改葬の手続きの流れについて説明をしましたが、改葬費用はどれぐらいかかるのでしょうか?改葬費用は主に「お墓を処分する費用」「お墓を移転させる費用」の2つに分類できます。

お墓を処分する費用

移転前のお墓(墓地)を処分しなければいけないため、下記の費用が発生します。

墓石・区画処分費用 30万円~50万円 移転前の墓地を元通りにして返却しなければいけません。この工事にかかる費用が墓石・区画処分費用になります。
閉眼供養 4万円~6万円 お墓を移転させる時は、ご先祖様の魂を抜いてから動かさなければいけません。そのために行うのが閉眼供養です。
離檀料 5万円~20万円 移転前の寺院の檀家を抜けなければいけません。檀家制度を離檀する場合には費用がかかります。

お墓を移転させる費用

移転先にお墓を移す場合は、下記の費用が発生します。

運搬費 10万円 お墓を移動させるための費用が発生します。距離に応じて費用が変動します。
施工+石代 100万円~300万円 新しくお墓を建てる場合は、お墓の石代が発生します。墓石は産地や材質、耐久性によって価格が変動します。
開眼法要 3万円~5万円 新しいお墓に魂を込める開眼法要を行います。法要で読経を行う僧侶の方にお布施を支払います。
永代使用料 70万円~300万円 墓地を使用する永代使用料を支払わなければいけません。エリアに応じて金額は変動します。立地条件が良くて人気が高い墓地ほど、永代使用料は高くなります。

チェックポイント

改葬をして自宅近くに新しくお墓を建てれば、従来通りの供養をすることができます。

檀家制度

改葬する場合は、経済的な負担が大きいことは分かって頂けましたでしょうか?また、自宅近くにお墓を移転させても、忙しくてお墓参りができないという悩みが出てくる方もいるでしょう。このような場合は、檀家制度を活用する方法も1つの方法です。
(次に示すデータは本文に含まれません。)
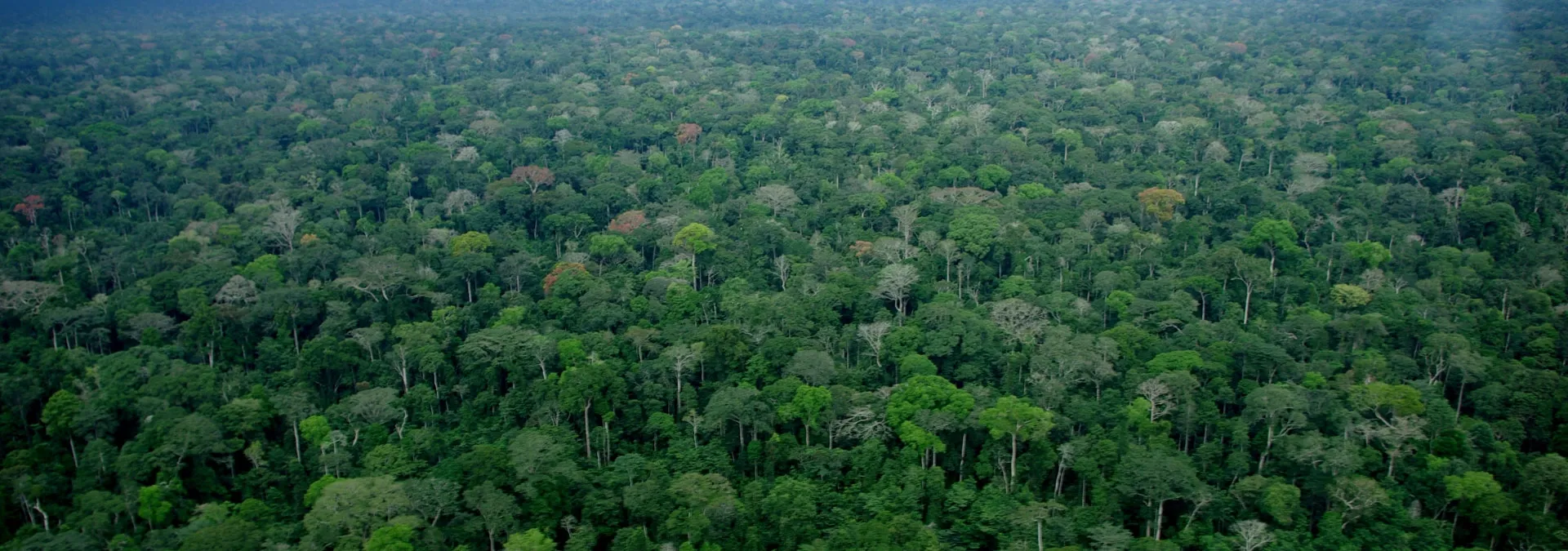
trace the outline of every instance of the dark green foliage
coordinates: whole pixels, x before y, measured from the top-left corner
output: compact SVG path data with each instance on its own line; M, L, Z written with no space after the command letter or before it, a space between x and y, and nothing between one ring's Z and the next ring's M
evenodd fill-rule
M8 20L0 551L1565 543L1560 2L524 8Z

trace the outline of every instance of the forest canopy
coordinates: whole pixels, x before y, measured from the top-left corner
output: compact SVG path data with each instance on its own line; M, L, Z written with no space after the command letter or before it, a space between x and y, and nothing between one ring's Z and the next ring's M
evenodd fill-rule
M1568 6L66 8L0 549L1562 549Z

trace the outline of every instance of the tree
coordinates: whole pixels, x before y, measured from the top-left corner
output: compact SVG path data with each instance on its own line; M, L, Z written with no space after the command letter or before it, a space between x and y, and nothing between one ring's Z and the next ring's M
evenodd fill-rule
M1262 474L1275 441L1308 426L1305 412L1306 398L1289 385L1258 387L1247 394L1247 418L1264 424L1264 452L1258 454L1258 474Z
M872 288L872 296L892 301L892 308L902 321L905 315L905 301L909 299L909 290L919 280L920 272L914 266L887 265L877 272L877 286Z
M685 343L671 344L660 355L660 358L670 358L670 371L676 379L676 413L681 413L681 387L687 379L691 363L698 360L696 349Z
M1068 150L1083 147L1083 136L1073 128L1057 128L1051 133L1051 139L1062 144L1062 163L1068 161Z
M1192 460L1168 449L1132 449L1116 465L1116 490L1154 509L1154 521L1145 534L1160 538L1165 504L1192 495L1200 482Z
M1339 307L1356 308L1372 302L1372 293L1356 285L1338 283L1328 290L1328 299Z
M1231 532L1240 540L1237 545L1242 551L1256 551L1273 543L1273 534L1269 532L1269 524L1256 520L1243 520L1231 524Z
M0 310L38 315L49 299L60 294L55 283L14 280L0 282Z
M681 146L690 146L696 142L696 138L702 135L702 127L695 122L682 122L676 128L676 142Z
M1046 310L1022 299L1004 299L991 304L991 322L1007 333L1008 341L1033 344L1046 327Z
M511 182L527 183L528 194L538 194L539 188L549 188L555 185L555 172L543 166L519 166L511 169Z
M1281 221L1273 218L1265 218L1253 224L1253 230L1247 233L1247 247L1258 249L1262 247L1269 250L1269 277L1275 274L1275 261L1281 252L1294 254L1300 250L1295 241L1300 239L1295 233L1295 225L1290 221Z
M1427 420L1417 416L1427 410L1421 393L1408 385L1370 382L1350 388L1350 405L1372 415L1359 430L1383 445L1392 477L1399 457L1410 452L1411 443L1425 438Z
M1138 202L1143 203L1143 211L1154 214L1160 222L1168 222L1176 216L1176 205L1185 203L1187 197L1176 189L1148 188L1138 193Z
M414 551L414 529L401 524L383 526L370 532L365 551Z
M1557 496L1568 495L1568 459L1559 454L1532 459L1524 465L1524 481L1519 485L1529 496L1540 499L1541 515L1551 515Z
M691 222L682 227L681 232L676 232L676 235L670 239L670 244L673 244L676 250L681 250L682 254L687 255L687 258L691 260L693 290L696 288L698 282L696 257L706 250L717 247L717 244L713 243L713 236L715 236L713 230L710 230L707 225Z
M795 196L795 189L781 185L767 185L757 188L757 202L764 207L773 210L773 216L778 218L779 213L790 210L800 203L800 197Z
M304 221L304 214L292 205L281 205L270 216L267 216L267 235L271 236L273 243L287 249L295 250L295 232L299 232L299 222Z
M996 233L1002 229L1002 221L986 211L964 211L947 224L947 238L958 244L958 249L975 257L983 257L996 243Z
M1018 440L1043 440L1051 434L1051 412L1029 404L1018 396L1002 396L996 405L980 412L980 424L991 430L991 438L1011 437L1011 457L1007 463L1007 488L1018 484Z
M503 551L555 551L555 540L539 532L538 528L530 528L527 532L513 534L506 538L502 546Z
M947 379L916 376L887 396L887 426L897 430L898 440L906 446L922 452L922 466L928 468L936 463L936 454L947 448L933 432L967 418L974 405L974 396Z
M1010 180L1013 180L1013 172L999 164L985 164L975 169L975 183L982 189L1007 189Z
M517 526L517 499L488 481L464 492L463 502L478 512L485 535L489 537L491 551L495 551L495 537L505 535Z
M833 404L833 393L823 387L800 385L795 398L789 404L779 405L781 420L800 420L806 429L806 446L811 446L811 427L815 427L822 413Z
M38 225L38 211L44 210L42 196L27 196L22 202L11 208L13 213L20 213L27 219L27 225Z
M375 526L408 507L408 495L389 476L339 479L328 484L310 506L304 529L320 545L334 543L342 535L365 540Z
M1386 504L1388 492L1374 479L1350 476L1334 481L1328 487L1328 498L1331 506L1342 515L1339 529L1344 531L1345 526L1366 515L1367 510Z
M735 490L720 474L685 473L670 482L676 510L665 520L665 529L685 534L688 542L702 542L715 523L732 518L740 507Z

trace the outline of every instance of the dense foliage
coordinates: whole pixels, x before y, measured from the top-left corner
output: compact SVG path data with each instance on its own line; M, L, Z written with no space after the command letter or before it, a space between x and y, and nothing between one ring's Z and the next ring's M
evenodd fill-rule
M560 5L8 30L0 548L1568 545L1563 5Z

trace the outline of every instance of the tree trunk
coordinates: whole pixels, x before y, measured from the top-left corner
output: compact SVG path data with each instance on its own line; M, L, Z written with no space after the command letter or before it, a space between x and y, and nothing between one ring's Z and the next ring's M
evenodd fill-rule
M1159 507L1154 509L1154 540L1160 540L1160 524L1165 523L1165 499L1160 499Z
M593 459L593 435L588 434L588 409L593 407L593 401L583 404L583 457Z
M1007 493L1013 493L1013 482L1018 481L1018 434L1013 434L1013 459L1007 466Z

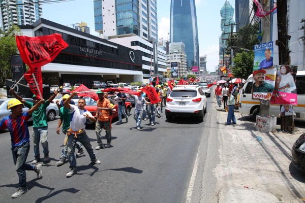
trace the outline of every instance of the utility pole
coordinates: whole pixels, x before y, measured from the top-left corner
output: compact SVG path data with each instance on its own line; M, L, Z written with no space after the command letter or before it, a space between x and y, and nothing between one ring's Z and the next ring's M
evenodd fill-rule
M279 47L279 64L289 65L290 64L287 28L287 0L278 0L278 36L279 39L276 45ZM280 14L282 14L281 15ZM293 116L281 116L281 130L289 132L294 132L294 120Z

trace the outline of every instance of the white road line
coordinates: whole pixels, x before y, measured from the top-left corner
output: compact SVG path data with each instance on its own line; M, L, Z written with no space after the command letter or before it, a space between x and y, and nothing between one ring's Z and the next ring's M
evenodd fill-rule
M194 165L194 168L193 168L193 173L192 173L192 177L191 177L190 184L189 185L189 189L188 190L188 193L187 194L186 203L191 203L192 202L192 194L193 194L193 189L194 188L194 184L195 183L195 178L196 178L197 170L199 162L199 159L198 158L199 153L199 152L198 151L196 157L196 160L195 160L195 164Z

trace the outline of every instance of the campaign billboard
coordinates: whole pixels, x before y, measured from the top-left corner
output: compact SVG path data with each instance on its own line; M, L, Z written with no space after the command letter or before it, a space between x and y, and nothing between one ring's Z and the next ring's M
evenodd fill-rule
M296 73L297 65L274 65L277 68L276 89L271 99L271 104L297 105L296 94Z
M272 52L273 42L254 45L253 99L271 99L277 71L273 65Z

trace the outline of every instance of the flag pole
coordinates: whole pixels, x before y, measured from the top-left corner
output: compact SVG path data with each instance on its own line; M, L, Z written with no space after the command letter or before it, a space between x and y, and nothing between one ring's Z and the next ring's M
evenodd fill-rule
M35 81L35 84L36 84L36 86L37 87L37 89L38 89L38 92L39 92L39 95L40 95L40 98L42 99L43 98L42 97L42 95L41 95L41 92L40 92L40 89L39 89L39 86L37 84L37 81L36 81L36 78L35 78L35 76L34 73L32 73L32 76L33 76L33 78L34 79L34 81Z
M22 79L24 77L24 75L23 75L22 76L22 77L21 77L21 78L20 78L19 79L19 80L18 80L18 82L17 83L16 83L14 85L14 86L13 86L13 87L12 87L12 89L14 89L14 88L15 88L15 87L16 87L16 85L17 85L18 84L18 83L19 83L19 82L20 82L20 81L21 81L21 80L22 80Z

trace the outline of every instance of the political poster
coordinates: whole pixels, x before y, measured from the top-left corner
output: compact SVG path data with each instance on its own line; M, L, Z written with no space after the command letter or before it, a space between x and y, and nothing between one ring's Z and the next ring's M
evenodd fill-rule
M271 104L297 105L296 73L297 65L275 65L277 68L276 89Z
M294 116L295 115L292 105L285 105L281 108L280 116Z
M271 99L277 71L273 65L272 52L273 42L254 45L253 99Z

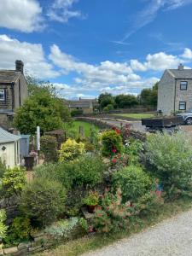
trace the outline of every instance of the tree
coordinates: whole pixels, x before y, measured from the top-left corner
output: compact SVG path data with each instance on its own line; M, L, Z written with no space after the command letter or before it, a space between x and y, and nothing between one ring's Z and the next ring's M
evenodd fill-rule
M110 93L102 93L99 96L98 102L100 104L101 108L104 108L108 105L114 106L114 99Z
M141 104L157 107L158 83L152 89L143 89L140 95Z
M133 95L120 94L115 97L115 103L119 108L131 108L138 104L138 100Z
M55 88L49 83L37 82L28 78L29 97L16 110L15 126L23 134L36 132L41 127L44 134L61 129L63 122L70 120L70 113L64 100L58 96Z

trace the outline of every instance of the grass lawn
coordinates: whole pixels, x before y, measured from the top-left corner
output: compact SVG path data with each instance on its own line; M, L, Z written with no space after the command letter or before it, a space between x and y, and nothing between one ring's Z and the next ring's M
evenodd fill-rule
M72 127L69 128L68 131L75 132L78 136L79 133L79 126L84 127L84 135L87 137L90 137L90 130L91 127L94 126L96 130L99 130L99 127L97 127L94 125L91 125L90 123L83 122L83 121L74 121L72 125Z
M174 202L165 203L159 213L148 214L145 218L135 221L135 224L130 224L127 231L121 231L115 234L86 236L78 240L68 241L52 250L38 254L38 256L78 256L90 250L96 250L109 245L119 239L141 232L148 227L153 226L159 222L177 215L183 211L190 209L191 200L178 200ZM38 256L37 255L37 256Z
M153 113L114 113L113 115L117 116L124 116L127 118L136 119L148 119L154 117Z

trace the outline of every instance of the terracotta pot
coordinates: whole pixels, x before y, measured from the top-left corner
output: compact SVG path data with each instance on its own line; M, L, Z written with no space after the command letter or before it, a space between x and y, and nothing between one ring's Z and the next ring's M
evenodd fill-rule
M94 213L96 206L87 206L87 210L89 213Z

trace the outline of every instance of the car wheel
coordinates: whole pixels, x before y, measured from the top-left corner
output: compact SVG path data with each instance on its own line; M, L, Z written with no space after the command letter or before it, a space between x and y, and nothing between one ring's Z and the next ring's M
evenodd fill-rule
M185 121L186 125L192 125L192 118L189 118Z

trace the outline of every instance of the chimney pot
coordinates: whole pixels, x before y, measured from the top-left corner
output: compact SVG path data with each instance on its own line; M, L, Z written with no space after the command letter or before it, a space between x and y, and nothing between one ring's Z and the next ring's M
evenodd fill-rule
M178 66L178 70L183 70L183 69L184 69L184 66L182 65L182 64L180 64L180 65Z
M17 60L15 61L15 70L16 71L21 72L23 73L23 67L24 67L24 63L22 61Z

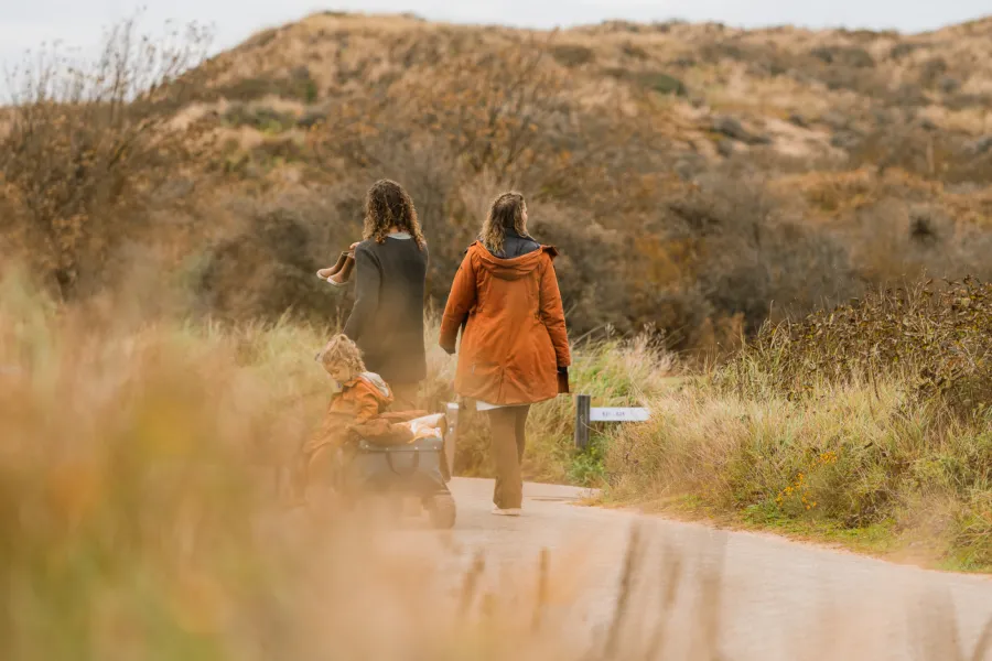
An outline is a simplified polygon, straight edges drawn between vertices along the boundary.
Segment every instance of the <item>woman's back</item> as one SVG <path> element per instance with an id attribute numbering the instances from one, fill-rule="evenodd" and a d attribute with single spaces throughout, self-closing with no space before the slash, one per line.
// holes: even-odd
<path id="1" fill-rule="evenodd" d="M 362 348 L 368 368 L 389 383 L 413 383 L 427 376 L 423 299 L 427 246 L 406 232 L 381 243 L 368 239 L 355 249 L 355 307 L 344 333 Z"/>
<path id="2" fill-rule="evenodd" d="M 464 319 L 456 390 L 496 404 L 558 394 L 558 367 L 571 361 L 550 247 L 513 259 L 475 243 L 452 286 L 441 340 L 453 346 Z"/>

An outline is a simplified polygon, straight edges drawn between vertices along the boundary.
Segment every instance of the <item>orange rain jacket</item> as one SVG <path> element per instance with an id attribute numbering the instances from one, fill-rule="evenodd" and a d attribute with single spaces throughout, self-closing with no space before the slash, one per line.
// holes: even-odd
<path id="1" fill-rule="evenodd" d="M 342 391 L 327 405 L 321 429 L 304 446 L 304 454 L 314 455 L 328 445 L 339 447 L 347 441 L 352 425 L 369 422 L 391 403 L 392 391 L 377 373 L 364 372 L 343 383 Z"/>
<path id="2" fill-rule="evenodd" d="M 462 345 L 455 390 L 490 404 L 532 404 L 559 393 L 558 368 L 572 356 L 550 246 L 514 259 L 473 243 L 455 275 L 441 346 Z"/>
現在の寺院の檀家として、年間管理料を支払い、寺院に代わりにお墓の管理や供養を行ってもらう方法です。年間管理料とは、霊園や墓地全体の管理・運営をするためにかかる費用のことを言います。寺院の経営元になる資金を負担することで、檀家になることができて、手厚い供養をしてもらうことができるのです。

メリット

檀家制度を利用すると、次のようなメリットがあります。

手厚い供養が受けられる

供養とは、お墓の掃除やお経を読むことで、故人の冥福を祈ることを言います。自宅からお墓が遠い場合は、お墓参りができません。しかし、檀家制度を活用すれば、これらの供養を僧侶の方にお任せすることができるのです。僧侶の方は専門的な知識を持っているため、より手厚い供養をしてもらえるでしょう。

葬儀や法事などの仏事に関する相談ができる

葬儀や法事などの仏事は、人生で何度も起きることではありません。そして、仏事は予期せぬタイミングで発生します。そのため、不慣れな人は不安に煽られてしまうでしょう。しかし、檀家制度を活用すれば、寺院の僧侶の方に仏事に関して相談できます。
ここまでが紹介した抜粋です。